Answer: Yes, and (to a lesser extent) yes.
Consider the current situation.
figure 1: Imports of goods and services (blue), imports of goods and services other than petroleum (tan), imports of capital goods (green, right axis), all in millions of Ch. 2017 USD. Source: Bank of America Economics.
Actual imports of goods and services excluding oil peak in March 2022. They and total imports remain below these levels. Capital goods imports – which should reflect more forward-looking behavior – peak in September 2022.
Real imports did peak just before the 2001 recession.
figure 2: Imports of goods and services (blue), imports of goods and services other than petroleum (tan), imports of capital goods (green, right axis), all in millions of Ch. 2017 USD. Dates of peak-to-trough recessions as defined by the NBER are shaded in gray. Sources: BEA, NBER.
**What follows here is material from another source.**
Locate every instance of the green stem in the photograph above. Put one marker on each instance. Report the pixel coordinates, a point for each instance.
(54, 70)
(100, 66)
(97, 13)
On the other hand, while imports other than oil peaked in March 2007 (technically they actually peaked slightly in February 2008), capital goods peaked in April 2008, the NBER-defined recession almost months.
image 3: Imports of goods and services (blue), imports of goods and services other than petroleum (tan), imports of capital goods (green, right axis), all in millions of Ch. 2017 USD. Dates of peak-to-trough recessions as defined by the NBER are shaded in gray. Sources: BEA, NBER.
Finally, during the last recession, imports other than oil peaked in December 2018. Imports of capital goods actually peaked in September of that year.
Figure 4: Imports of goods and services (blue), imports of goods and services other than petroleum (tan), imports of capital goods (green, right axis), all in millions of Ch. 2017 USD. Dates of peak-to-trough recessions as defined by the NBER are shaded in gray. Sources: BEA, NBER.
Thus, total real imports are usually a relatively reliable precursor to recession (not necessarily for subcategories such as capital goods), at least in the past three recessions. What about misreporting – that is, when imports fell but no recession occurred. One wants to think about long periods of flat or declining imports, say half a year. On a quick check, there appears to be only one such case – March 2015, and then it took 2.5 years to return to that level. There was no NBER-defined recession then, but as many have pointed out, the manufacturing recession began in December 2014 due to the appreciation of the dollar.
This set of findings suggests that the U.S. would likely have entered a recession had the pandemic not occurred.Below is a graphic of the NBER key series, using real-time data (i.e. data reported through March 1, 2023) (from postal).
Figure 5: 2012 nonfarm payrolls (blue), industrial production (red), personal income excluding transfers (green), 2012 manufacturing and trade sales (black), and 2012 monthly GDP (pink), all Logs are normalized to 2019M01=0. Sources: BLS, Fed, BEA, calculations from FRED, Macroeconomic Advisers (published 2/28), and authors.
Note that sales in the Industrial Production and Manufacturing and Trading sectors are trending sideways.The belief that a recession is imminent is with me Published January 2019noting that the yield curve is close to inverting.